Check with your local library to see if you have access. They have a map on their website which you can use to find out if a library near you is an Overdrive partner. You can sign up using Facebook or your email.

They offer access to an app named Libby which helps you find new ebooks to enjoy. There are online book clubs to join as well if you enjoy sharing the books you’ve read with others.

Offering a wide variety of genres such as fantasy, travel, children’s literature, nonfiction, and more, you’ll be sure to find something that you enjoy.

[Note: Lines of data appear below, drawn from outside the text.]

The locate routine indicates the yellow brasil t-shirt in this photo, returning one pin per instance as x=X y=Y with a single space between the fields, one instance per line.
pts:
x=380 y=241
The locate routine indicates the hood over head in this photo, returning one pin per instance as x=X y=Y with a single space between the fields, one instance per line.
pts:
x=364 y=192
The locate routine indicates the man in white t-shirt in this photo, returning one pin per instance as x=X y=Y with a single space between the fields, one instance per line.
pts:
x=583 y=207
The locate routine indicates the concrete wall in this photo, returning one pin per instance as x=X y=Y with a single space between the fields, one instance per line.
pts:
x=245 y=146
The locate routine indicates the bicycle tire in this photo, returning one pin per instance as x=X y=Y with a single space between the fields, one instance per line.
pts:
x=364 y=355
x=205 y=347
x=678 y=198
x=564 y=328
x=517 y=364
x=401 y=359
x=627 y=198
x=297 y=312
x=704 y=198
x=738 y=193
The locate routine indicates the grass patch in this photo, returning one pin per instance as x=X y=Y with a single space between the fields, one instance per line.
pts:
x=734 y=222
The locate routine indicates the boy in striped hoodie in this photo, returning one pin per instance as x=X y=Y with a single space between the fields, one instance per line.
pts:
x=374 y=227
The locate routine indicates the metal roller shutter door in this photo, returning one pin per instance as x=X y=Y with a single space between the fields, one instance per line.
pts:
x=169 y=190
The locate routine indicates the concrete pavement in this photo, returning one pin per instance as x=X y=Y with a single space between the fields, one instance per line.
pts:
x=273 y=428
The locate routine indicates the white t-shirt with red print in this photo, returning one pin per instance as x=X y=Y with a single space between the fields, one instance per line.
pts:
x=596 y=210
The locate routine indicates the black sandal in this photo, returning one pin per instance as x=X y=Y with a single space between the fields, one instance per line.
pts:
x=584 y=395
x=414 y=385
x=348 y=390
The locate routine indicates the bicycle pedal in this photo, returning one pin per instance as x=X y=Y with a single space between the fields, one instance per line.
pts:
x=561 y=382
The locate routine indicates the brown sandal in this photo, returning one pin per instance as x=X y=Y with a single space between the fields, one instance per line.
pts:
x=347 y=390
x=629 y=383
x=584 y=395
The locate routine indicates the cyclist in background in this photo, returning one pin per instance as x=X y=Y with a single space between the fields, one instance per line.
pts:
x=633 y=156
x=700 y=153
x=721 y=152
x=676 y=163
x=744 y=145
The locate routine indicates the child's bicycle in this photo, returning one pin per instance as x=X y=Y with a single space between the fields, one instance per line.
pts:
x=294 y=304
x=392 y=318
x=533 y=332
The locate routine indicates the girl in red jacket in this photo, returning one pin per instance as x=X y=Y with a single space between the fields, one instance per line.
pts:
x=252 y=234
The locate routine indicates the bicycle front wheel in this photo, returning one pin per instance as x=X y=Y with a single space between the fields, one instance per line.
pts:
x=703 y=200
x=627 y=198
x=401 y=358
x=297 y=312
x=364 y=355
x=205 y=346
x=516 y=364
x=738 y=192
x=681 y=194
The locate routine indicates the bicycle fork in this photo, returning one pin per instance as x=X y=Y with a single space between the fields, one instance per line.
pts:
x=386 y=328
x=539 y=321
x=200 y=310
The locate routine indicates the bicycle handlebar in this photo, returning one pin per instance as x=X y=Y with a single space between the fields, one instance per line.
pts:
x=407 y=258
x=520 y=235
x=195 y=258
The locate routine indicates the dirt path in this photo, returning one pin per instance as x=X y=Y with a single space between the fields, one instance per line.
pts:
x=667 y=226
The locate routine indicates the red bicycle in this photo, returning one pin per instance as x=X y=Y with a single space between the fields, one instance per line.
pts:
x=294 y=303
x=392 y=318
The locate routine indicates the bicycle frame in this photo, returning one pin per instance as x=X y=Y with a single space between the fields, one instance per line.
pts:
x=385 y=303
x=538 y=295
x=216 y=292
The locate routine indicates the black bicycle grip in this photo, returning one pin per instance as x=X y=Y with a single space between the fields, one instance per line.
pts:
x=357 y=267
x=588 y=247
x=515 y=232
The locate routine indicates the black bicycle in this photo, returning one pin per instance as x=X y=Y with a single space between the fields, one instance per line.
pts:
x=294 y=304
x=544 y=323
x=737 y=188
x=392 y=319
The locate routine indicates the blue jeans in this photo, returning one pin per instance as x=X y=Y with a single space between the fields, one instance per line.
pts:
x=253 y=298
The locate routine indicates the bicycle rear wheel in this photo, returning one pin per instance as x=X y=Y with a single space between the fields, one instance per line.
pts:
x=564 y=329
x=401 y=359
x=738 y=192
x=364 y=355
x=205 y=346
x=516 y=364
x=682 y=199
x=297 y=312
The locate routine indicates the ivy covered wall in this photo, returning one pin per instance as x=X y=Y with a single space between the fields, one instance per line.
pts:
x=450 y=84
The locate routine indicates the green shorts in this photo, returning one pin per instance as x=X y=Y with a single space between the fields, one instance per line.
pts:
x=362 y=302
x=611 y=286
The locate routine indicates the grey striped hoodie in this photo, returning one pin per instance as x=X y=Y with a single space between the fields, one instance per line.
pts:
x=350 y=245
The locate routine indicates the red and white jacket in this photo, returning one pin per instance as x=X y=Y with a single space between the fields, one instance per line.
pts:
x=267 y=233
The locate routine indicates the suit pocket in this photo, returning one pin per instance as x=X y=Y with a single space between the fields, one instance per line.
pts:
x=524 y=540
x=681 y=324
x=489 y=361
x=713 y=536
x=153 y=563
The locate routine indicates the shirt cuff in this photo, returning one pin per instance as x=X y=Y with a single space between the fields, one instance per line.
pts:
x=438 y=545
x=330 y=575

However, each Overdrive collection will vary slightly as each library or school offers a different catalog of items.

16. Hoopla Digital

Very similar to Overdrive, Hoopla Digital is another great option to consider. You will need a library card to access Hoopla’s resources as well. In addition to ebooks, you can also borrow music, movies, TV shows, comic books, and more.

Because Hoopla offers a very broad range of products, they have apps available on multiple platforms, including for Roku and Fire TV. If you are looking to cut out cable, or have even considered ditching Netflix, you may be able to use Hoopla to stream a lot of the videos you enjoy for free.

Many services only offer older books, but Hoopla has several popular titles available. Books are sorted in a wide variety of genres, so there is something for every member of the family.

The wide variety of books featured through Hoopla, paired with the access to more types of media you gain, makes Hoopla a perfect platform to find great media.

Final Thoughts

Even if your budget is tight and it is hard to get to a library, there are plenty of great resources for free books out there. Whether you like classics, how-to guides, or need books for your children, there is a way to find great books and not break your budget.